Solving a recurrence relation using iteration method

Question

Consider this example :

T(n) = T(7n/8) + 2n 

I assumed T(1) = 0

and tried to solve it in the following way

T(n) = T(7n/8) + 2n
     = T(49n/64) + 2.(7n/8) + 2n
     = T(343n/512) + 2.(7n/8).(7n/8)+ 2.(7n/8) + 2n 
     = T(1) + 2n ( (7n/8)^i + ..... + 1)               

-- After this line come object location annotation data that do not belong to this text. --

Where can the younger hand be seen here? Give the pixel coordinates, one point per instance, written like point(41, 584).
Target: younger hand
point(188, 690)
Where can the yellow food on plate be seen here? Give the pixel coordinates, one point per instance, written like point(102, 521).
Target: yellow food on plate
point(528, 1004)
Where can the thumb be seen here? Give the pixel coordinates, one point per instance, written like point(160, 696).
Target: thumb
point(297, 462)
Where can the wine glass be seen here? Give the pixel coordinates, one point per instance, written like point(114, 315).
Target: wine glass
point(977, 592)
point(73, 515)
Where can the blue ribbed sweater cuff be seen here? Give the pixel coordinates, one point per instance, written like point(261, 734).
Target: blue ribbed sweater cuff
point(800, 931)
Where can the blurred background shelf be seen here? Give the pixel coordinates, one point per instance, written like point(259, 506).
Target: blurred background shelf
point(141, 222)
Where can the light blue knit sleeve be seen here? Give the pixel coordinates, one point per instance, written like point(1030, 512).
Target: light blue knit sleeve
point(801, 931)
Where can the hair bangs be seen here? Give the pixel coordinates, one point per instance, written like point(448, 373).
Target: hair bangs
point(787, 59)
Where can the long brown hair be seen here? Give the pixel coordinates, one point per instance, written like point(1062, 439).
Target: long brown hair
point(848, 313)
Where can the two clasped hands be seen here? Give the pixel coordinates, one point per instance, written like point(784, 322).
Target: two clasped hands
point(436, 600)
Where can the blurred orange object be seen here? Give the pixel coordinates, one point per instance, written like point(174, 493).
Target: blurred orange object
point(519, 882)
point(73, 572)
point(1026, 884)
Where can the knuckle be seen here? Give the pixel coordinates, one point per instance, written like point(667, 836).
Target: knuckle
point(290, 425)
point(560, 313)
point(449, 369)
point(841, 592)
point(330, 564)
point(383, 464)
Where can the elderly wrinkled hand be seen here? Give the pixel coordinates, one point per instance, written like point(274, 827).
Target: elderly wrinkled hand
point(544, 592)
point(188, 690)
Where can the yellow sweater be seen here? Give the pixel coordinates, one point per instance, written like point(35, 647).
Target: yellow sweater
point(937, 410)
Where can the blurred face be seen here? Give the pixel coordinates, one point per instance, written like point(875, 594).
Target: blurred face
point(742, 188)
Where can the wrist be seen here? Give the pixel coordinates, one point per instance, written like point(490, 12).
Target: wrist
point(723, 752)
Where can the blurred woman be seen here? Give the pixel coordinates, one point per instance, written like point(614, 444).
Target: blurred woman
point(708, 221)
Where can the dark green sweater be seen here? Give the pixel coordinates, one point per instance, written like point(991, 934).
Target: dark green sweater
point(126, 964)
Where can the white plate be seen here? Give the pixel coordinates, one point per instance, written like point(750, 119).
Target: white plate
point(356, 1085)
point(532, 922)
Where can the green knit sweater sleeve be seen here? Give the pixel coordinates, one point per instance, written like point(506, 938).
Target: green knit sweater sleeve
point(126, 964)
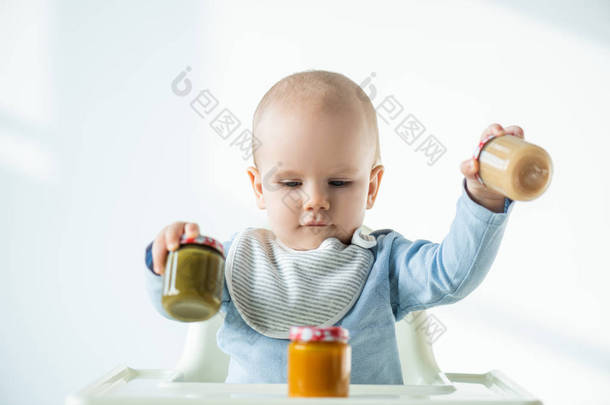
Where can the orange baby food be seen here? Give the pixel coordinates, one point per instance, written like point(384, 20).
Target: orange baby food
point(319, 362)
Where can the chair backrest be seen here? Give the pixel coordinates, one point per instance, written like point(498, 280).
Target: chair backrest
point(203, 361)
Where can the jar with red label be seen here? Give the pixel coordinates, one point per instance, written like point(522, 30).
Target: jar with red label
point(319, 362)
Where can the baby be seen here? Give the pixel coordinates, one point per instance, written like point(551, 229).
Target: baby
point(317, 170)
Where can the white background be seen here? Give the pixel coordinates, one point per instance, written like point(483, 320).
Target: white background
point(97, 154)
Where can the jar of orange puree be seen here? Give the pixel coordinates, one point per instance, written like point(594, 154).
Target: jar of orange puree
point(319, 361)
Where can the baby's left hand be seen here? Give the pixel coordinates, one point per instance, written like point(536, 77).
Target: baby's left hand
point(482, 195)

but I could not come to any conclusion about this. I am confused about what should I do in the next step.

Answer 1

Your approach is sound, but you'll see what to do if you rewrite it slightly differently:

T(n) = T((7/8)^1 * n) + 2 * (7/8)^0 * n
     = T((7/8)^2 * n) + 2 * (7/8)^1 * n + 2 * (7/8)^0 * n
     = T((7/8)^3 * n) + 2 * (7/8)^2 * n + 2 * (7/8)^1 * n + 2 * (7/8)^0 * n
     .
     .
     .
     = T((7/8)^k * n) + 2 * n * sum j = 0 to k-1 (7/8)^j

Now, let k tend to infinity and see what happens. It would help if you're familiar with geometric series.

Answer 2

T(n) = T(7n/8) + 2n = 2n * (1 + 7/8 + (7/8)^2 + ... (7/8)^Z) + T(1) where Z = ?

The only trick is finding Z. I bet a log will help. Sorry it is late, and I am not thinking straight, but ... you should not need to add multiple 2n.

Edit: Z is how many time you need to multiply n by 7/8 until you get 1.

So, n * 7^Z / 8^Z = 1

(7/8)^Z = 1/n

(8/7)^Z = n

You want to solve for Z.

Answer 3

What you got there in the last line is a geometric series and there is a formula to simplify such a sum.